Loucos Por Cinema!
Nosso enigma
Por Letícia Negreiros
Festival de Cannes 2024
Agnés Varda se considerava uma catadora de informações. O primeiro relato de “Os Catadores e Eu” diz que “catar era o espírito de antigamente”. Antes era uma atividade apenas feminina, uma exclusividade que se perdeu no tempo. “Minha mãe dizia-me: apanhe tudo, para não haver desperdícios” continua a fala. “Loucos por Cinema!” (Spectateurs! no original) faz seu máximo para seguir o conselho. Entre o documentário e a ficção, o longa-metragem se estende por significados e debates, refletindo e demonstrando várias facetas do cinema.
Arnaud Desplechin inicia sua narrativa de um ponto simples: tempo e movimento. A captura de movimentos nas artes visuais. Então, o tempo fotografado. Então, o cinema, a reprodução de tempo e movimento. Desplechin nos instiga: o que acontece com a realidade quando ela é projetada? Não é uma pergunta de simples resposta. Há o parecer acadêmico, mencionado e usado como base para parte da trajetória que nos é contada, mas não são determinantes. A ideia de uma arte maior ou menor no cinema não soa certa para Desplechin. Não há bonito ou feio. O cinema é, antes de tudo, sentimento e experiência.

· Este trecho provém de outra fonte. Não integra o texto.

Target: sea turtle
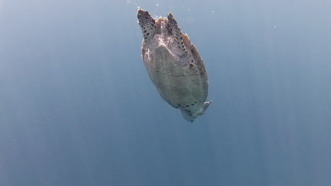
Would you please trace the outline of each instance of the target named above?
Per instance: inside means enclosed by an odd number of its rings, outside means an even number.
[[[149,78],[164,101],[193,122],[211,103],[204,102],[208,79],[202,58],[171,13],[156,21],[148,11],[139,9],[137,17],[144,35],[142,59]]]

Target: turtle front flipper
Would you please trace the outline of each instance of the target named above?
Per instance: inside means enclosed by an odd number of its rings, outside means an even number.
[[[156,23],[151,14],[143,9],[138,10],[137,17],[143,32],[144,42],[151,41],[157,32],[158,29],[160,29],[161,24]]]
[[[177,46],[182,51],[182,54],[185,56],[187,54],[187,51],[186,49],[185,45],[184,44],[184,40],[182,37],[182,32],[180,31],[180,27],[177,24],[177,21],[173,17],[171,13],[168,14],[168,29],[171,32],[173,37],[176,39]]]

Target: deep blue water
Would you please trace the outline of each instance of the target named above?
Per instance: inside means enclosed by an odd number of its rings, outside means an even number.
[[[214,102],[159,97],[137,6],[171,11]],[[331,1],[0,0],[0,185],[331,185]]]

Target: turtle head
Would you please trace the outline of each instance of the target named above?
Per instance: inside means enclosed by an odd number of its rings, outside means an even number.
[[[209,102],[204,102],[202,104],[202,106],[197,110],[195,113],[192,112],[191,111],[181,108],[180,112],[182,113],[182,117],[185,118],[187,121],[193,122],[197,117],[204,114],[204,111],[208,108],[208,106],[211,103],[211,101]]]

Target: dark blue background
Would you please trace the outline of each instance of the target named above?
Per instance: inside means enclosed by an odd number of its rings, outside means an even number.
[[[193,123],[140,53],[171,11],[214,102]],[[0,185],[331,184],[327,1],[0,0]]]

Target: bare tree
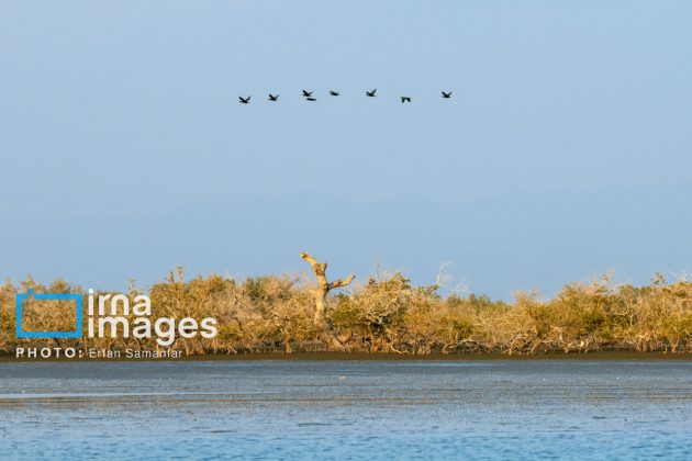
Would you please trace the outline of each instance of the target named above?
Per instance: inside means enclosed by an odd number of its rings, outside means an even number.
[[[345,279],[338,279],[333,282],[328,282],[326,279],[326,262],[317,262],[315,258],[306,254],[305,251],[301,251],[300,257],[310,263],[312,267],[312,271],[315,273],[317,278],[317,288],[315,290],[315,325],[322,328],[324,325],[324,310],[326,305],[326,295],[331,290],[346,286],[348,285],[355,278],[356,274],[351,273]]]

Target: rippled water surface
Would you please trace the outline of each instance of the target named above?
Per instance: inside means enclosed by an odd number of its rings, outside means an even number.
[[[692,363],[0,363],[0,459],[692,458]]]

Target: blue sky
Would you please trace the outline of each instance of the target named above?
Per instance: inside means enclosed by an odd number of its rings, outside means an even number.
[[[360,280],[453,262],[505,299],[673,277],[691,23],[685,1],[2,2],[0,277],[124,289],[301,250]]]

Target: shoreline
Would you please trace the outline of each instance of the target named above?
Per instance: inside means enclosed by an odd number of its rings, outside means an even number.
[[[181,358],[158,359],[107,359],[107,358],[15,358],[13,355],[0,355],[0,363],[32,363],[32,362],[211,362],[211,361],[399,361],[399,362],[475,362],[475,361],[691,361],[692,352],[636,352],[636,351],[591,351],[591,352],[553,352],[542,355],[506,353],[431,353],[431,355],[400,355],[391,352],[248,352],[248,353],[208,353],[182,356]]]

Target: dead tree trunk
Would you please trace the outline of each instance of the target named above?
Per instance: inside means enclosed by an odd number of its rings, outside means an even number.
[[[356,276],[351,273],[345,279],[338,279],[333,282],[326,280],[326,262],[317,262],[315,258],[308,255],[305,251],[300,254],[300,257],[310,263],[312,271],[317,278],[317,289],[315,290],[315,325],[322,329],[326,329],[324,311],[326,305],[326,295],[330,290],[348,285]]]

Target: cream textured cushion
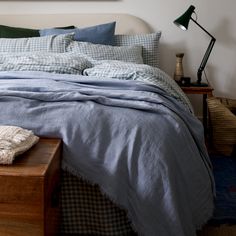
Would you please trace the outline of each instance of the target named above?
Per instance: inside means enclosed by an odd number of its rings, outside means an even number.
[[[16,126],[0,126],[0,164],[12,164],[15,156],[37,143],[32,131]]]

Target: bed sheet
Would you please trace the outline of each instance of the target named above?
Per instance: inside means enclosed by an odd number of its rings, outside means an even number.
[[[195,235],[214,181],[196,117],[140,81],[0,73],[1,125],[63,140],[62,167],[124,207],[141,235]]]

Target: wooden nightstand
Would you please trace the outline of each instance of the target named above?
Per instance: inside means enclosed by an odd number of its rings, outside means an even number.
[[[61,141],[40,139],[0,165],[0,235],[58,235]]]
[[[202,115],[203,115],[203,126],[204,126],[204,133],[205,136],[207,135],[207,130],[208,130],[208,110],[207,110],[207,97],[211,97],[212,91],[214,90],[210,85],[207,87],[195,87],[195,86],[190,86],[190,87],[183,87],[181,86],[181,89],[184,91],[186,94],[200,94],[203,96],[202,99]]]

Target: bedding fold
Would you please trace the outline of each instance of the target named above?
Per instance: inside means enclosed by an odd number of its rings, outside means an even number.
[[[0,124],[63,140],[62,168],[99,184],[140,235],[195,236],[213,211],[200,121],[144,81],[0,73]]]

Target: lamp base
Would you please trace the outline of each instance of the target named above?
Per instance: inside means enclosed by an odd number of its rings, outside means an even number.
[[[190,86],[193,87],[208,87],[209,85],[207,83],[202,83],[202,82],[193,82],[190,84]]]

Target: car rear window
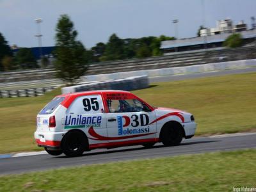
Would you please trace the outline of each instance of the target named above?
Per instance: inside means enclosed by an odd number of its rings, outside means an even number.
[[[39,115],[52,113],[64,99],[65,97],[55,97],[39,112]]]

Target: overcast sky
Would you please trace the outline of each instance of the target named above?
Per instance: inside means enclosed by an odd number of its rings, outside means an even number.
[[[196,36],[202,24],[202,0],[0,0],[0,33],[10,45],[37,47],[34,19],[42,18],[43,46],[54,45],[55,27],[61,14],[68,14],[78,39],[90,48],[106,42],[112,33],[122,38],[175,36],[172,19],[179,19],[179,37]],[[204,0],[205,23],[230,17],[251,28],[256,17],[255,0]]]

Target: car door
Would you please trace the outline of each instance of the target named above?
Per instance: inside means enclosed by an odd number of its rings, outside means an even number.
[[[97,136],[107,137],[106,115],[100,95],[76,98],[67,110],[65,129],[79,129],[84,131],[90,144],[107,142]]]
[[[144,111],[143,103],[132,95],[126,98],[107,99],[106,114],[109,142],[147,140],[156,138],[154,111]],[[141,140],[142,141],[142,140]]]

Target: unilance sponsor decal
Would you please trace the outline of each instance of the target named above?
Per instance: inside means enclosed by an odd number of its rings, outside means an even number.
[[[67,115],[65,120],[65,129],[85,128],[100,127],[101,116],[83,116]]]
[[[129,128],[126,127],[130,125],[131,119],[128,116],[117,116],[117,131],[118,135],[128,135],[140,133],[148,133],[150,132],[149,127],[143,128]],[[131,116],[132,127],[145,126],[149,123],[148,116],[145,114],[141,114],[139,116],[133,115]],[[124,129],[125,128],[125,129]]]

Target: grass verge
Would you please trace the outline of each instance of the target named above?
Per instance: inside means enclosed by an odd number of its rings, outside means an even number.
[[[256,130],[256,73],[157,83],[132,92],[155,106],[193,113],[196,135]],[[0,154],[42,150],[34,142],[38,112],[57,89],[37,97],[0,99]]]
[[[233,191],[255,188],[256,150],[185,155],[0,177],[1,191]]]

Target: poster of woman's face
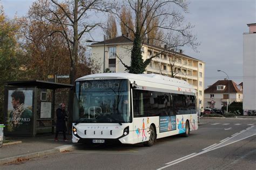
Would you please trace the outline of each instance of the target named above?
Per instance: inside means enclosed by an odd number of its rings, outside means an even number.
[[[33,130],[33,90],[8,90],[6,131],[30,134]]]

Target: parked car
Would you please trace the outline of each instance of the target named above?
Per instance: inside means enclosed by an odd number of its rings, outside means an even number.
[[[208,114],[214,114],[214,111],[212,109],[210,108],[205,108],[204,109],[204,112],[203,112],[203,115],[208,115]]]
[[[217,114],[223,115],[223,112],[221,109],[218,109],[216,108],[212,109],[212,110]]]

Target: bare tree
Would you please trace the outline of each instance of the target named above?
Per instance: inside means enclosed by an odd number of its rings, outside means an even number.
[[[49,4],[49,0],[39,0]],[[106,3],[99,0],[51,0],[49,5],[42,5],[38,15],[45,17],[44,13],[49,12],[53,17],[46,18],[51,22],[57,23],[61,27],[49,35],[60,33],[65,38],[70,57],[70,82],[73,84],[77,72],[78,61],[78,47],[79,41],[85,33],[90,33],[96,27],[101,26],[99,22],[93,22],[91,16],[97,12],[107,11]],[[40,13],[42,11],[42,14]],[[66,28],[68,28],[66,29]],[[69,31],[67,31],[69,30]],[[73,94],[70,91],[69,109],[71,111],[73,106]],[[72,113],[70,111],[70,113]],[[72,115],[70,115],[69,126],[72,123]]]
[[[117,37],[117,27],[116,18],[112,14],[109,15],[106,23],[106,28],[104,30],[107,39]]]
[[[119,16],[119,18],[122,20],[120,22],[122,34],[124,35],[128,34],[128,37],[133,38],[134,34],[131,30],[131,29],[132,30],[134,29],[134,24],[132,22],[131,10],[126,9],[126,7],[123,6]]]
[[[176,44],[175,46],[172,45],[171,43],[169,44],[169,47],[166,50],[185,45],[190,46],[196,49],[199,45],[196,42],[196,38],[191,32],[193,26],[189,23],[185,24],[184,16],[179,12],[187,12],[188,4],[185,1],[128,0],[122,5],[131,10],[131,13],[133,14],[132,17],[135,20],[136,27],[135,29],[133,29],[118,15],[120,8],[117,8],[112,12],[120,22],[134,35],[133,45],[131,49],[131,65],[128,66],[123,63],[130,73],[143,73],[151,60],[159,54],[153,55],[143,61],[141,47],[146,39],[154,39],[162,44],[167,44],[167,40],[163,37],[159,38],[159,39],[157,39],[157,37],[151,38],[150,33],[154,30],[171,32],[172,34],[178,35],[184,40],[180,41],[183,43]],[[177,9],[174,10],[174,8],[177,8]],[[156,22],[156,20],[158,22]],[[153,24],[154,22],[156,24]]]

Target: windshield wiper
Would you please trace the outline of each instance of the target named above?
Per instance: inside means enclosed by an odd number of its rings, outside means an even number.
[[[111,118],[111,119],[112,119],[113,120],[114,120],[114,121],[116,121],[116,122],[117,122],[116,123],[118,123],[118,124],[119,124],[119,125],[120,125],[121,126],[123,125],[122,123],[121,122],[120,122],[119,121],[119,120],[117,119],[117,118],[114,118],[114,117],[110,117],[110,118]]]

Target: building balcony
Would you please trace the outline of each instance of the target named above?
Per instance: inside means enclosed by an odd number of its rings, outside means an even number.
[[[109,64],[109,68],[116,68],[116,64]]]
[[[230,99],[230,101],[231,101],[231,100]],[[228,102],[228,98],[221,98],[220,100],[220,101],[221,102]]]

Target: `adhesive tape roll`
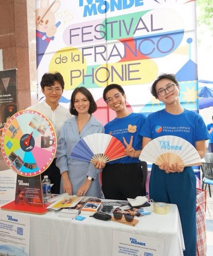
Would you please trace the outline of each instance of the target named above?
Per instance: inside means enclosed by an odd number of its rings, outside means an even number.
[[[157,214],[167,214],[169,212],[169,206],[165,203],[155,203],[154,212]]]

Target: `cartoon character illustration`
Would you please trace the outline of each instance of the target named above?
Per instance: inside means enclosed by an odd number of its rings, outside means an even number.
[[[137,130],[136,125],[128,125],[128,131],[131,133],[135,133],[136,132]]]
[[[41,0],[41,7],[36,10],[37,66],[38,67],[50,40],[60,22],[55,23],[55,13],[60,5],[59,1],[54,1],[49,6],[49,0]]]

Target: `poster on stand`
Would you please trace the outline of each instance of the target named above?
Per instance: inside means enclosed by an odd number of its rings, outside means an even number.
[[[14,212],[1,211],[1,255],[28,256],[29,251],[29,216]]]
[[[14,200],[17,176],[11,169],[0,171],[0,206]]]
[[[43,207],[40,175],[25,177],[17,175],[15,204]]]
[[[164,239],[113,230],[112,256],[161,256]]]
[[[0,129],[17,112],[16,71],[0,71]]]

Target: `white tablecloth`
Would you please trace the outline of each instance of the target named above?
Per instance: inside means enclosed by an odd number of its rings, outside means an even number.
[[[115,230],[164,239],[164,255],[182,256],[184,243],[179,213],[176,205],[169,207],[166,215],[152,212],[138,218],[135,227],[89,216],[80,221],[59,217],[55,212],[30,214],[30,256],[110,256]]]

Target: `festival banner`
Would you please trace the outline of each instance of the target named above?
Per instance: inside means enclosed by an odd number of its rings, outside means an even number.
[[[128,109],[148,115],[164,108],[150,88],[170,73],[179,82],[183,107],[198,109],[195,0],[37,0],[36,8],[37,84],[44,72],[60,72],[64,106],[73,90],[84,86],[105,124],[115,114],[103,91],[117,83]]]
[[[16,90],[16,69],[0,71],[0,129],[17,112]]]

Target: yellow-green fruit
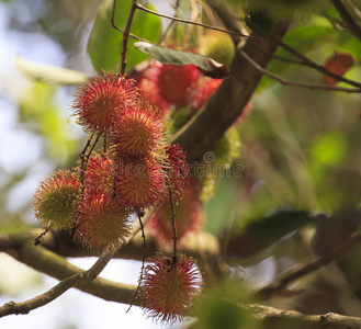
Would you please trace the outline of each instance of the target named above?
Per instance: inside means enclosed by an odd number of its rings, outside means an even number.
[[[228,34],[208,32],[201,41],[200,54],[229,67],[235,55],[235,46]]]

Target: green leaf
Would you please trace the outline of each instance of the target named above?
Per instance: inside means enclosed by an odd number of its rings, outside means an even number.
[[[16,56],[16,69],[25,77],[46,83],[80,84],[87,81],[87,76],[76,71],[52,65],[45,65]]]
[[[163,64],[170,65],[189,65],[193,64],[199,67],[204,76],[222,79],[229,76],[227,67],[215,61],[214,59],[193,53],[170,49],[145,42],[137,42],[134,46],[143,53],[148,54],[151,58]]]
[[[131,0],[117,1],[115,9],[115,24],[124,29],[127,15],[131,9]],[[155,10],[151,4],[145,7]],[[88,41],[88,53],[95,71],[102,69],[108,71],[116,68],[122,59],[122,32],[112,26],[111,18],[113,11],[113,0],[104,0],[98,11],[93,29]],[[161,32],[161,20],[157,15],[137,10],[135,12],[131,33],[146,38],[150,42],[157,42]],[[145,60],[147,56],[137,52],[133,44],[135,41],[129,37],[127,52],[127,69]]]

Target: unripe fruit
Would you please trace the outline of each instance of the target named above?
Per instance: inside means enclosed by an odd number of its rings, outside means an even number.
[[[41,182],[33,197],[35,217],[48,228],[71,228],[80,201],[79,178],[59,170]]]
[[[92,191],[79,206],[77,235],[95,251],[113,250],[129,235],[128,213],[112,195]]]

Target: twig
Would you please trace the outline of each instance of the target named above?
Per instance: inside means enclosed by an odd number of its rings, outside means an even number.
[[[336,247],[328,254],[321,256],[308,263],[297,265],[284,272],[283,274],[274,277],[271,283],[263,286],[256,293],[257,297],[259,299],[269,299],[273,294],[280,293],[291,282],[303,277],[309,273],[313,273],[319,270],[320,268],[326,266],[337,258],[341,257],[347,251],[352,249],[360,240],[360,235],[358,232],[354,232],[347,239],[343,245]]]
[[[331,0],[336,10],[340,14],[341,19],[345,21],[347,26],[350,27],[350,31],[353,33],[353,35],[361,41],[361,27],[354,22],[351,14],[348,12],[346,7],[343,5],[342,1],[340,0]]]
[[[245,34],[242,33],[242,26],[239,23],[239,18],[236,18],[227,7],[221,7],[219,1],[207,0],[207,2],[228,31],[240,33],[241,35]],[[238,44],[239,36],[237,34],[232,34],[230,37],[235,44]]]
[[[361,20],[361,11],[352,3],[351,0],[345,0],[345,3],[352,10],[352,12]]]
[[[144,232],[144,225],[143,225],[143,222],[142,222],[142,216],[139,214],[137,214],[137,215],[138,215],[138,222],[139,222],[139,226],[140,226],[140,230],[142,230],[142,239],[143,239],[142,269],[140,269],[140,274],[139,274],[137,288],[134,293],[134,297],[133,297],[133,299],[131,302],[131,305],[129,305],[128,309],[126,310],[126,313],[128,313],[131,310],[136,297],[138,296],[140,284],[142,284],[142,281],[143,281],[144,265],[145,265],[145,262],[146,262],[146,250],[147,250],[146,236],[145,236],[145,232]]]
[[[94,280],[112,259],[112,256],[113,253],[111,251],[104,251],[88,271],[83,271],[65,279],[46,293],[32,299],[22,303],[5,303],[2,307],[0,307],[0,317],[4,317],[11,314],[29,314],[31,310],[53,302],[69,288]]]
[[[84,190],[84,174],[86,174],[86,154],[87,154],[87,150],[88,150],[88,147],[90,146],[90,144],[91,144],[91,139],[93,138],[93,136],[94,136],[94,133],[92,133],[91,135],[90,135],[90,137],[88,138],[88,140],[87,140],[87,144],[86,144],[86,146],[84,146],[84,148],[82,149],[82,151],[80,152],[80,155],[79,155],[79,157],[80,157],[80,170],[81,170],[81,172],[80,172],[80,183],[81,183],[81,186],[82,186],[82,192],[83,192],[83,190]]]
[[[327,91],[343,91],[343,92],[354,92],[354,93],[361,93],[361,88],[342,88],[342,87],[328,87],[328,86],[323,86],[323,84],[314,84],[314,83],[308,83],[308,82],[303,82],[303,81],[292,81],[292,80],[286,80],[281,78],[280,76],[277,76],[262,67],[260,67],[253,59],[251,59],[246,53],[241,52],[241,56],[246,58],[258,71],[260,71],[262,75],[268,76],[280,83],[284,86],[294,86],[294,87],[302,87],[302,88],[308,88],[313,90],[327,90]]]
[[[182,22],[182,23],[187,23],[187,24],[198,25],[198,26],[202,26],[202,27],[205,27],[205,29],[210,29],[210,30],[214,30],[214,31],[218,31],[218,32],[223,32],[223,33],[227,33],[227,34],[233,34],[233,35],[237,35],[237,36],[242,36],[242,37],[247,37],[247,38],[250,37],[249,35],[246,35],[246,34],[242,34],[242,33],[239,33],[239,32],[228,31],[228,30],[211,26],[211,25],[207,25],[207,24],[199,23],[199,22],[193,22],[193,21],[188,21],[188,20],[166,15],[166,14],[153,11],[150,9],[147,9],[147,8],[143,7],[139,3],[137,3],[136,7],[137,7],[137,9],[146,11],[148,13],[155,14],[155,15],[163,18],[163,19],[172,20],[172,21],[176,21],[176,22]]]
[[[125,73],[126,54],[127,54],[127,50],[128,50],[128,37],[129,37],[131,26],[132,26],[132,22],[133,22],[134,13],[135,13],[136,9],[137,9],[137,0],[132,0],[128,16],[126,19],[126,23],[125,23],[125,26],[124,26],[124,30],[123,30],[121,75]]]

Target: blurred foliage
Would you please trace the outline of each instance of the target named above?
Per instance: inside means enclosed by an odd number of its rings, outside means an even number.
[[[20,122],[34,124],[32,128],[46,138],[50,157],[69,162],[76,151],[77,143],[74,137],[71,138],[67,117],[54,100],[55,92],[55,87],[34,83],[21,97]]]

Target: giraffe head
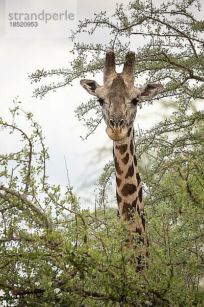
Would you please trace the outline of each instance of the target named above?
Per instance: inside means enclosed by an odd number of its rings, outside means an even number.
[[[93,80],[83,79],[80,82],[89,94],[97,97],[107,125],[106,132],[114,141],[126,138],[134,121],[139,100],[151,98],[163,89],[162,84],[154,83],[136,87],[135,73],[134,52],[127,53],[123,71],[118,74],[115,71],[114,53],[108,51],[104,65],[104,84],[99,85]]]

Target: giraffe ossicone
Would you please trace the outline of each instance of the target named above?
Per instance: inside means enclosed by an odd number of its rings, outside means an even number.
[[[139,173],[134,139],[133,122],[140,99],[149,99],[160,93],[163,85],[147,83],[137,88],[134,86],[135,53],[126,54],[123,71],[115,71],[115,54],[106,53],[104,65],[104,85],[95,81],[83,79],[81,85],[89,94],[96,96],[107,125],[106,132],[113,141],[116,198],[120,216],[130,223],[130,242],[133,233],[139,234],[144,245],[147,245],[145,212],[142,183]]]

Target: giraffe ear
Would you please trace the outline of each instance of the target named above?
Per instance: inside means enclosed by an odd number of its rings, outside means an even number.
[[[147,83],[140,87],[139,90],[141,99],[150,99],[162,92],[163,85],[158,83]]]
[[[80,84],[91,95],[96,96],[95,90],[100,86],[94,80],[83,79],[80,81]]]

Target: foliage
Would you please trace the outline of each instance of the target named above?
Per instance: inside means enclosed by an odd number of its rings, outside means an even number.
[[[112,163],[98,182],[98,212],[82,210],[68,177],[64,195],[60,187],[48,183],[47,151],[32,114],[17,104],[10,123],[1,119],[1,133],[9,130],[22,139],[17,152],[0,156],[2,305],[203,306],[204,113],[192,106],[204,98],[203,22],[192,13],[200,9],[194,0],[159,8],[135,0],[126,9],[118,6],[112,19],[103,12],[95,15],[81,22],[73,38],[102,27],[110,31],[108,43],[76,43],[70,69],[43,70],[30,77],[36,82],[56,74],[64,78],[37,89],[35,95],[42,97],[101,70],[110,49],[119,65],[131,47],[138,77],[163,83],[160,98],[176,102],[170,118],[136,134],[138,158],[145,157],[149,165],[142,176],[149,257],[142,274],[134,249],[127,248],[127,223],[106,209]],[[137,49],[134,42],[141,36],[144,45]],[[83,119],[96,108],[98,117],[86,120],[88,134],[100,122],[98,107],[90,101],[77,110]],[[16,124],[22,112],[29,123],[26,133]]]

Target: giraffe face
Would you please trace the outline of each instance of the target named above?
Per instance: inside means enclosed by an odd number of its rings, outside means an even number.
[[[108,86],[97,87],[95,94],[101,107],[108,135],[114,141],[124,139],[135,118],[140,91],[129,87],[118,75]]]
[[[128,52],[123,72],[117,74],[114,53],[108,51],[104,63],[104,85],[100,86],[92,80],[83,79],[80,82],[89,94],[97,97],[107,125],[106,132],[114,141],[126,138],[134,121],[139,99],[149,99],[163,89],[162,84],[154,83],[139,89],[135,87],[135,62],[134,53]]]

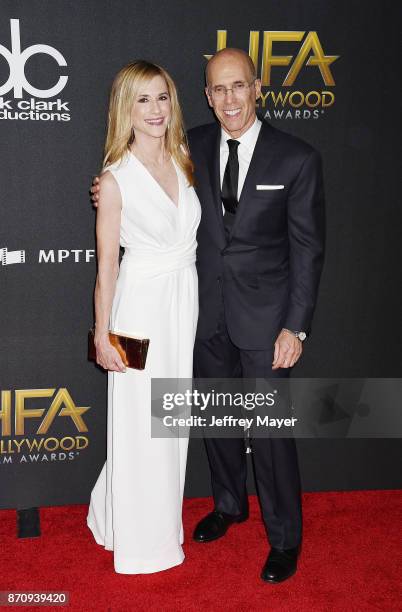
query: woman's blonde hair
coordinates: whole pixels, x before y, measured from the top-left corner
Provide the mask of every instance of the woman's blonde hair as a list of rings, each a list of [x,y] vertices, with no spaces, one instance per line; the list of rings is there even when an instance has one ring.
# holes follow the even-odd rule
[[[166,81],[171,103],[172,114],[165,135],[166,150],[183,170],[189,185],[193,185],[194,166],[190,159],[176,86],[166,70],[144,60],[137,60],[124,66],[113,81],[103,168],[119,161],[130,150],[130,145],[134,141],[131,123],[134,103],[143,85],[155,76],[161,76]]]

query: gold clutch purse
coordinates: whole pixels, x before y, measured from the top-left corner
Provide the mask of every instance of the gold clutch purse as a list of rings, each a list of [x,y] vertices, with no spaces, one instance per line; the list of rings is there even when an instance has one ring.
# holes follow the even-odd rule
[[[95,349],[95,329],[92,328],[88,332],[88,359],[96,361]],[[123,336],[109,332],[110,344],[118,351],[123,363],[128,368],[135,370],[143,370],[147,360],[149,339],[136,338],[134,336]]]

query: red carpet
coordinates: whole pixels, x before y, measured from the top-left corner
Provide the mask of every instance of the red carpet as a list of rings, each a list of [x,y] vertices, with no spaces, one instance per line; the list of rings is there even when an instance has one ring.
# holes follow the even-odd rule
[[[395,612],[402,610],[401,502],[401,491],[305,494],[299,570],[280,585],[259,579],[267,544],[255,498],[250,520],[210,544],[193,543],[191,532],[211,501],[186,500],[186,560],[148,576],[114,572],[113,553],[86,527],[86,506],[42,509],[43,535],[33,540],[17,540],[15,512],[2,511],[0,590],[70,592],[66,607],[19,608],[32,611]]]

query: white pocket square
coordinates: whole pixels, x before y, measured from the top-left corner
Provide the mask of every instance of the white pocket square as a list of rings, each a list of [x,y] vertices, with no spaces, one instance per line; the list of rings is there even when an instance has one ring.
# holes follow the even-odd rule
[[[285,185],[256,185],[257,191],[268,191],[269,189],[284,189]]]

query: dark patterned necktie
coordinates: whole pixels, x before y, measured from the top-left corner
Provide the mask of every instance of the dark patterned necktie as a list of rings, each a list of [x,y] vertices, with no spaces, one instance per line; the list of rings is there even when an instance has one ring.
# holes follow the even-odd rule
[[[222,203],[226,212],[235,214],[238,205],[237,186],[239,183],[239,158],[237,157],[237,148],[240,144],[238,140],[229,139],[227,141],[229,147],[229,157],[223,175],[222,182]]]

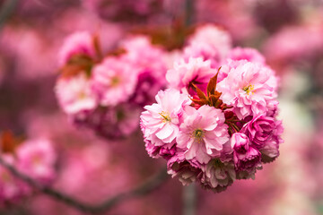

Para ele, é algo fortemente ligado a uma paixão, um chamado. “Loucos por Cinema!” traz uma perspectiva do que é viver o cinema em duas instâncias: o fazer e o consumir. A diferença entre elas é nítida, mas a separação é sutil e, no que o diretor nos apresenta, por vezes inexistente. Emprestando suas memórias a Paul (Louis Birman, Milo Machado-Graner, Sam Chemoul, Salif Cisee), seu alter ego, busca validar a necessidade de viver produzindo. O consumir é mais antigo em sua vida e ajuda a perceber um vínculo mais profundo com o fazer cinematográfico. A lembrança de sua primeira vez no cinema é marcante, mas o convívio com filmes vem de antes. Estar no meio produtivo é primordial para que se perceba como indivíduo.
Aspectos de linguagem escolhidos por Desplechin até pincelam essas nuances, mas não chegam a separá-las. A mistura de documentário e ficção acaba por enriquecer o diálogo estabelecido entre essas alçadas. Momentos roteirizados que mostram a trajetória de vida de Paul exploram o fazer. O personagem tem a vontade pulsante de estar no cinema, fazendo-o e vivendo-o. Por mais que de fato viva disso, Desplechin parece encarar como um sonho. A escolha da fotografia – encabeçada por Noé Bach – em representar esses momentos com uma luz levemente enevoada traz um ar onírico e garante, com certeza, que essa é a parte ficcional do longa. As entrevistas que entrecortam a história trazem outros pontos de vista, de pessoas variadas com experiências distintas. Com elas “Loucos por Cinema!” mostra um cinema multifacetado, reforçando a ideia de que, antes de tudo, está o sentimento e o indivíduo. A forma como o filme fala com cada espectador é única.
Mas o que acontece com a realidade quando ela é projetada? Desplechin trata essa como uma pergunta de muitas respostas. Perspectivas individuais, assim como o cinema. Traz menções acadêmicas, cita Bazin, Panofsky, Cavell… É possível achar uma resposta nas entrevistas que traz ao longo do filme. Para o próprio, a realidade cintila em significações. A projeção dá significado ao mundo.
Por mais que pareça demasiado filosófico, “Loucos por Cinema!” é bem didático em defender seu ponto. A narração, ao abordar assuntos que podem parecer complexos em um primeiro instante, é ponderada e eloquente. As conexões são maravilhosamente projetadas e se desenrolam sem esforço diante do espectador, quase como se estivéssemos pensando sozinhos e o raciocínio fosse nosso o tempo todo. Além da alternância entre ficção e documentário, a montagem – assinada por Laurence Briaud – traz trechos de outros filmes e outras obras, ilustrando o que Desplechin exemplifica e defende ao fazer um grande apanhado sobre o que é o cinema.
Ao final, temos apenas a resposta do diretor. Não é universal e muito menos definitiva. Pessoalmente, acho que “Loucos por Cinema!”, parte da mostra Sessões Especiais do Festival de Cannes 2024, vai por um caminho interessante, não apenas em sua definição, mas no complemento que dá a ela. O que acontece com a realidade quando ela é projetada é o nosso enigma. Talvez pela individualidade de cada perspectiva, talvez pela troca de experiências que possibilita. Segundo Desplechin, o filme pretende “celebrar os cinemas e sua magia múltipla”.